As ondas batiam forte e a canoa balançava cada vez mais, se aproximando pouco a pouco daquela armadilha geológica. Até que chegou o momento. Subi na proa e me preparei para pular.

Foi na hora que dei o bote que aconteceu. Meu amigo, querendo me alertar do risco de escorregar nas pedras à minha frente, grita:

"CUIDADO COM O LIMBO!!!!"

Eu já estava no ar, precisando de toda a concentração e habilidade física para sobreviver à experiência, mas no momento em que ouvi aquilo nada mais importava. Esqueci de tudo que estava acontecendo ao meu redor e gritei de volta:

"É LIMOOOOOOOO!!!!!"

Pousei de maneira desajeitada na plataforma escorregadia, vivo, aliviado e com a sensação vitoriosa de que o vernáculo havia sido preservado.
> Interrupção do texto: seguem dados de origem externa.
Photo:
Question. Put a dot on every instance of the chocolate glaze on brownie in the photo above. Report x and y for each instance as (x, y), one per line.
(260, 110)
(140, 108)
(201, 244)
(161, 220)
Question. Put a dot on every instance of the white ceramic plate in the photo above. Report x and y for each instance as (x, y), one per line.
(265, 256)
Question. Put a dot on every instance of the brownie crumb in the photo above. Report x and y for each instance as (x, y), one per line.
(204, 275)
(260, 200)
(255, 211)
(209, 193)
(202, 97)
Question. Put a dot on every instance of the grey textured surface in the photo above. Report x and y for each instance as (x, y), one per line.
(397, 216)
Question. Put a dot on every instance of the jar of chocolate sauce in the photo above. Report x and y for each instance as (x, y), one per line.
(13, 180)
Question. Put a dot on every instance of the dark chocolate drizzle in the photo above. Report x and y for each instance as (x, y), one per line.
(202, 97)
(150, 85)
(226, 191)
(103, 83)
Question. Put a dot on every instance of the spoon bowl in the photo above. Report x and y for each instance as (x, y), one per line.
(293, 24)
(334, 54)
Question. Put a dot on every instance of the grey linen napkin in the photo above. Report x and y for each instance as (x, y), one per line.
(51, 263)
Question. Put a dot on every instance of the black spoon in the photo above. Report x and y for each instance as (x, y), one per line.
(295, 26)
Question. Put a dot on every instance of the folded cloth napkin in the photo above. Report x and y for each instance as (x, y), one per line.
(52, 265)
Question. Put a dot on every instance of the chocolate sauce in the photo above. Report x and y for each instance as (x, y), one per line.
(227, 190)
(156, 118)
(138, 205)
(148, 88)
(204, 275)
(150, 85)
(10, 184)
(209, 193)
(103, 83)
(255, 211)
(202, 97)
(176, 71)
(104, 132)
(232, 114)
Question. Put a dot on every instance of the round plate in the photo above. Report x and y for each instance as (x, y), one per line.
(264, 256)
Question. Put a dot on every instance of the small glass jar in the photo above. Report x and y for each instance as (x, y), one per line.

Todo mundo já ouviu - ou mesmo falou - essas expressões levemente erradas. Algumas acham intolerável. Eu era uma delas. Muita coisa mudou depois desse dia. Amadureci. Percebi que essa minha resistência não fazia sentido. Meu repúdio por esses pequenos erros foi substituído lentamente por uma tolerância. E essa tolerância se transformou num prazer crescente de ouvir e colecionar essas expressões.

Hoje adoro quando tem chuva de "granito", ou quando vulcões explodem e lançam "larva" para todos os lados. Se uma coisa serviu de maneira perfeita, ela caiu como uma "uva". Quando você consegue resolver vários problemas de uma vez, matou dois coelhos com uma "caixa d'água". Ou quando você vai para o porão de casa e encontra ele cheio de "telhas" de aranha. Claro que quando você se parece demais com alguém, você é a cara dele "cuspido e escarrado".

Essas expressões fazem os nossos diálogos cheios de clichês e lugares comuns muito mais interessantes, nossas conversas mais ricas. Por isso não vejo a hora de ouvir a próxima.

Tenho certeza vai merecer uma "salma" de palmas.